Том 3. Оказион | страница 37
Знать, сильно схватило, забыл он свои инструкции. Молоденький такой солдатик, усы так чуть-чуть.
— Что такое? — спрашиваю растерянного солдатика.
— Мочи нет, хоть в Турцию бежать: жизнь каторжная!
Татарин один, уборщик коридора, пометет-пометет и остановится, станет, как вкопанный, замрет весь: два года просидел, еще год сидеть.
— Лошадь украл, и не нарочно, а так произошло
Цыган-кандальник все песни поет под моей дверью. Поет цыган, кандалами пристукивает, а в голосе такая тоска…
— Сахарцу, барин, пришлите с Авдеевым.
Авдеев — арестант, прислуживающий в секретной. Сахар посылается.
— Цыган весь ваш сахар проиграл, — докладывает вечером Авдеев.
А на следующий день старая песня:
— Сахарцу, барин, пришлите с Авдеевым.
Есть в тюрьме дети… Отец с собою в тюрьму взял свою пятилетнюю девочку.
Глазенки печально смотрят — не улыбнется она, а личико бледненькое, зеленоватое.
— Тя-тя! Тя-тя!
Отец возьмет девочку на руки и носит по коридору, занимает ее, — баюкает цепным звоном… И понесет он ее на вечную каторгу, понесет на руках, которыми зарезал чужого ребенка…
Все, что живет за моею дверью, идет ко мне, держит меня, сживается со мною, просит о помощи.
Но как помочь и чем помочь? Кто им поможет?
И в ответ только мыши скребутся, то ласково-тонко, словно понимают, то со злостью, словно готовы перегрызть тебе горло.
Пасхальная полночь.
Все камеры заперты.
Ожидание томительное, как перед приговором.
Изредка вырвется смех и куда-то забьется.
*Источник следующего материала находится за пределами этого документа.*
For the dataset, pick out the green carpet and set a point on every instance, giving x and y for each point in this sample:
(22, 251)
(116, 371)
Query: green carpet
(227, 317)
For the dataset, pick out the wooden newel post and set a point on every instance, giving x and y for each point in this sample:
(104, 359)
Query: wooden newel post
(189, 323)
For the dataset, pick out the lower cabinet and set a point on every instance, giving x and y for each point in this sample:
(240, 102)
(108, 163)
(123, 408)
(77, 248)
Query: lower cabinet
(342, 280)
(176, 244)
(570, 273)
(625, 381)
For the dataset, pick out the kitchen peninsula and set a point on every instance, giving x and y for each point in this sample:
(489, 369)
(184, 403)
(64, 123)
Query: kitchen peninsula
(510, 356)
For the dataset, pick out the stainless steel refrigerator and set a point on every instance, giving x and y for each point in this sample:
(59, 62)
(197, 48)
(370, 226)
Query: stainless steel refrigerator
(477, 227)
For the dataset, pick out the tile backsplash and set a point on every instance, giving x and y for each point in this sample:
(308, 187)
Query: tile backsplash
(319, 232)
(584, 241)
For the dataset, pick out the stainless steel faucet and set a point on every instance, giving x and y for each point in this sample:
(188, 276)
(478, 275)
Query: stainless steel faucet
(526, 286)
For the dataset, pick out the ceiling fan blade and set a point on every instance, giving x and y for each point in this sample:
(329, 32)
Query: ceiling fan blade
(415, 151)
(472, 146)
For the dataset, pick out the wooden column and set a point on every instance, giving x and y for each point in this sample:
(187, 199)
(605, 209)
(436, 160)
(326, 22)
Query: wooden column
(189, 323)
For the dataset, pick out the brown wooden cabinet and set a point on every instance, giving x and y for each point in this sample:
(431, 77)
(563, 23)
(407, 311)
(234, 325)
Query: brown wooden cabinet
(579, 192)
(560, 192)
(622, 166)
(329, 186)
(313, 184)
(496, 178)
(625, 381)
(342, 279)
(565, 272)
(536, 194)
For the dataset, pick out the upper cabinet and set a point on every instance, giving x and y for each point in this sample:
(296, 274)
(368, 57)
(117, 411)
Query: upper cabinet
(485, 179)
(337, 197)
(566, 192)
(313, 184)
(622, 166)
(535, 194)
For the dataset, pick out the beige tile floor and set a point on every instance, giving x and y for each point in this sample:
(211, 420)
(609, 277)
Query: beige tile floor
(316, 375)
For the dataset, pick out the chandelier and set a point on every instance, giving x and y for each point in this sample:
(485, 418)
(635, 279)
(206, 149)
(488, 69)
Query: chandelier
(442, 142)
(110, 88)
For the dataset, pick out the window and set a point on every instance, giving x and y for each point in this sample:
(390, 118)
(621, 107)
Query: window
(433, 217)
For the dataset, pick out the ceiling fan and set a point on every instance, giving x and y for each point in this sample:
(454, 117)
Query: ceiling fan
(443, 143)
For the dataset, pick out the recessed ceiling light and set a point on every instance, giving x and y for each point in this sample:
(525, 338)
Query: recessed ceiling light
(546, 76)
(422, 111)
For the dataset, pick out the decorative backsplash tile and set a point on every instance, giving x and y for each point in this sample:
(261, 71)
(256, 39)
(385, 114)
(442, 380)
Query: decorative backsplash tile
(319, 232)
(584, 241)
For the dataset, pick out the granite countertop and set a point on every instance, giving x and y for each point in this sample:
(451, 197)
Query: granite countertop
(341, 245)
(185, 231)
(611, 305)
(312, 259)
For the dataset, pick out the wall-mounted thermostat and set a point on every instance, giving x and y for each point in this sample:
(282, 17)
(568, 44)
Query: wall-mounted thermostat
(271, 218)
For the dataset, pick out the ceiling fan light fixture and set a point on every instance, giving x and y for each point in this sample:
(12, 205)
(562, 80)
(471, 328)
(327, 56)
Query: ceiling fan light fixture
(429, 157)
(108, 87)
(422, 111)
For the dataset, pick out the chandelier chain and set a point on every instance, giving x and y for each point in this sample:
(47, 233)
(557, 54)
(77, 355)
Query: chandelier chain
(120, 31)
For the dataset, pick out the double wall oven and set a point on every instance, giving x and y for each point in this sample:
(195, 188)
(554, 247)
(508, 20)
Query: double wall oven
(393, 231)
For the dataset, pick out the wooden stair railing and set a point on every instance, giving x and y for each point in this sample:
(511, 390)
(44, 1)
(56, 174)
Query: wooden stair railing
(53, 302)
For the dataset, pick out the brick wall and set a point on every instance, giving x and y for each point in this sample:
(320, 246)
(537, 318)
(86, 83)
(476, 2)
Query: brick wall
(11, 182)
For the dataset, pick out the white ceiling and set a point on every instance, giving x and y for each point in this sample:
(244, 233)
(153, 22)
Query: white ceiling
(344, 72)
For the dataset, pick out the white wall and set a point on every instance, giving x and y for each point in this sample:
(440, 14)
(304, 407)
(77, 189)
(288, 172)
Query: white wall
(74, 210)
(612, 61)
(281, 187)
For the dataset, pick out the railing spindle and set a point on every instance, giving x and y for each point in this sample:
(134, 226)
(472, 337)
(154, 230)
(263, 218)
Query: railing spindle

Из конца в конец одиноко и глухо ходят часовые
Надсаживая грудь, кто-то закашлял.
И ударили в колокол.
Тюремный колокол зазвонил к заутрене.
Гул и звон и здесь и там, и близко и далеко, — гул и звон: Христос воскрес!
Глубокий вздох и тяжелый стон идут по стенам, и где-то в глубине тюрьмы вдруг рассекают камни: Христос воскрес!
Из глубины железных рам светится в тюрьму ясный взор. И чудятся легкие шаги…
Далеко за тюрьмою перезванивают к обедне.
Не спит тюрьма.
Мне приснилось, я сидел у окна. Выходило окно в беззвездную ночь.
За стеною возились какие-то дети.
И вся моя жизнь проходила предо мною с нехорошим искаженным лицом.
Бесшумно раскрылась дверь.
Вошел высокий седой старик.
И сливались наши глаза в мучительном взгляде. И кровь в моих жилах закипала. Закипала и стыла.
Старик перебирал губами, бормотал что-то.
А я от ужаса и тоски хотел биться о стену и грызть камень.
И, тихо звякнув, упал к моим ногам короткий нож.
Старик исчез.
Я поднял нож, прижал его к сердцу, холодный.